Salt Lake City - The Girl Scouts are opening a troop at a gay pride center in Salt Lake City that officials say will welcome transgender youth and children from LGBT families.

In an era where the Girl Scouts of the USA has struggled with declining membership and recruiting enough adult volunteers, the idea was conceived by a Utah staffer who helps create troops outside the typical scouting mold.

Though the national organization says it isn't the first to openly invite transgender youth, the new group is drawing attention in conservative Utah where lesbian, gay, bisexual and transgender groups have long struggled to find acceptance and were only recently given anti-discrimination protections.

"Girl Scouts is all about empowering girls to become leaders who make the world a better place," said Shari Solomon-Klebba, who has helped start troops at shelters and refugee centers. "Why not at the Pride Center?"

She went looking for leaders and found volunteer Olivia Cloe, a 39-year-old cardiac ultrasound technician whose grown son is gay.
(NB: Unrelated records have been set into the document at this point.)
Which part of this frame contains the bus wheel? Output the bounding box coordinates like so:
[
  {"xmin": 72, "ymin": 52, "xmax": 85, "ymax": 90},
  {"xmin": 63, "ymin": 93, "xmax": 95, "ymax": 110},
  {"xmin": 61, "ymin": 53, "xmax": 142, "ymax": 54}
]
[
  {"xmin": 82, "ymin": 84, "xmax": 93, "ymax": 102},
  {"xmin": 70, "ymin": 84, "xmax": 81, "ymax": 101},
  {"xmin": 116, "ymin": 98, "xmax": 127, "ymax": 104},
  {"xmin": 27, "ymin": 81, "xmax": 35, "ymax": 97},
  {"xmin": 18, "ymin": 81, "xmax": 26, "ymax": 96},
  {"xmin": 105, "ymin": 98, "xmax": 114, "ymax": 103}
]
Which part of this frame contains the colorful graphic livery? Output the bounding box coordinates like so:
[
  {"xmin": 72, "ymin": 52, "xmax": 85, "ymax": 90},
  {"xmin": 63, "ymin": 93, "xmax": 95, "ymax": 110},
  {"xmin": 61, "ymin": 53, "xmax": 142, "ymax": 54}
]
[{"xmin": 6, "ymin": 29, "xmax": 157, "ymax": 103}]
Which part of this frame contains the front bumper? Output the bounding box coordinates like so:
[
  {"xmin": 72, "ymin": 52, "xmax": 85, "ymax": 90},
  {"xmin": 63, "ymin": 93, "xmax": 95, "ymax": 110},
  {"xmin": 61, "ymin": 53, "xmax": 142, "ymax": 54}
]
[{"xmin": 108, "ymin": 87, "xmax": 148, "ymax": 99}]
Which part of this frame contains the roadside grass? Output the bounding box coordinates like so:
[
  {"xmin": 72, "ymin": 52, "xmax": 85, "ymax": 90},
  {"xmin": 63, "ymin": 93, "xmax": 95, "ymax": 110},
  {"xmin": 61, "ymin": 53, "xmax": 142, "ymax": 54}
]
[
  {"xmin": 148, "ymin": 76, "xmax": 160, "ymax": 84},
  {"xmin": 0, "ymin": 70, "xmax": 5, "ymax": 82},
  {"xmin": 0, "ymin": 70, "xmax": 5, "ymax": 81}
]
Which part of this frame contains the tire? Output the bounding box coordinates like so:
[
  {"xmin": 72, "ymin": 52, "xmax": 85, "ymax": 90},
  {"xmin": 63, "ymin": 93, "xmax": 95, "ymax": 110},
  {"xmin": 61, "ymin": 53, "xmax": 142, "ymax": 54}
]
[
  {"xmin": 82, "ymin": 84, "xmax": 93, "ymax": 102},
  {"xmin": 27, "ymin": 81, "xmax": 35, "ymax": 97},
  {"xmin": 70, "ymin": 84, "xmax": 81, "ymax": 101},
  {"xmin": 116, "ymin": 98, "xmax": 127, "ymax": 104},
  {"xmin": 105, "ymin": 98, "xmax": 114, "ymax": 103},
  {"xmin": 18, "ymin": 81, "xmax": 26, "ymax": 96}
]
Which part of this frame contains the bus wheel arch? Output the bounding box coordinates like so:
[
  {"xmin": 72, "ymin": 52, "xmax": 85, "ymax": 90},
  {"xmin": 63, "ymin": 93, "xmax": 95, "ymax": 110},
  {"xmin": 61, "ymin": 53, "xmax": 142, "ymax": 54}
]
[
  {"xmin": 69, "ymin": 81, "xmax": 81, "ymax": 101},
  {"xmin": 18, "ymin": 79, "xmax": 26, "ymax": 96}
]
Cloe said that when she was a kid with a single parent, scouting helped her find friends even though she moved around a lot.

"It gave me somewhere safe to go. It gave me something productive to do," she said. Cloe also lives near the Utah Pride Center, and she said she wants to help create similar bonds inside and outside the LGBT community.

The new Utah troop had its first meeting Monday with five girls ages 7 to 11. They made friendship bracelets, learned the Girl Scout handshake and sang songs.

Salt Lake City mother Sarah Hemmert said she brought her two daughters because her family includes members who don't conform to the gender they were born with, and she wants her girls to be in a place where their family dynamic is accepted.

"They loved it. They had a great time, and they want to go back," she said.

Though there aren't any transgender members of the group now, Utah Pride Center Director Sheila Raboy said that she expects some to join. It'll also help LGBT parents who want to help their kids with scouting, she said.

"These girls will be able to enjoy the Girl Scouts the way girls who are from regular, heterosexual families are able to enjoy it," she said.

Raboy said she's planning to reach out to the Boy Scouts as well in the coming months. Utah has a robust history of involvement with the Boy Scouts, which in 2013 started accepting gay scouts but continues to bar openly gay adult leaders. The Salt Lake City-based Church of Jesus Christ of Latter-day Saints, which is the organization's biggest sponsor, supported that decision.

There are no prohibitions on LGBT leaders in the Girl Scouts of the USA, Director of Communications Joshua Ackley said in an email message. Any adults can volunteer, though all are vetted and undergo a background check.

The Girl Scouts consider diversity one of their core values, and in an era when the rest of the country was segregated the organization welcomed scouts of all races, Ackley said.

Nationally, transgender kids recognized as girls by their families and communities can join the Girl Scouts, though requests are handled individually, he said. It's not clear how many troops are affiliated with LGBT-pride groups because the national organization doesn't track that information, Ackley said.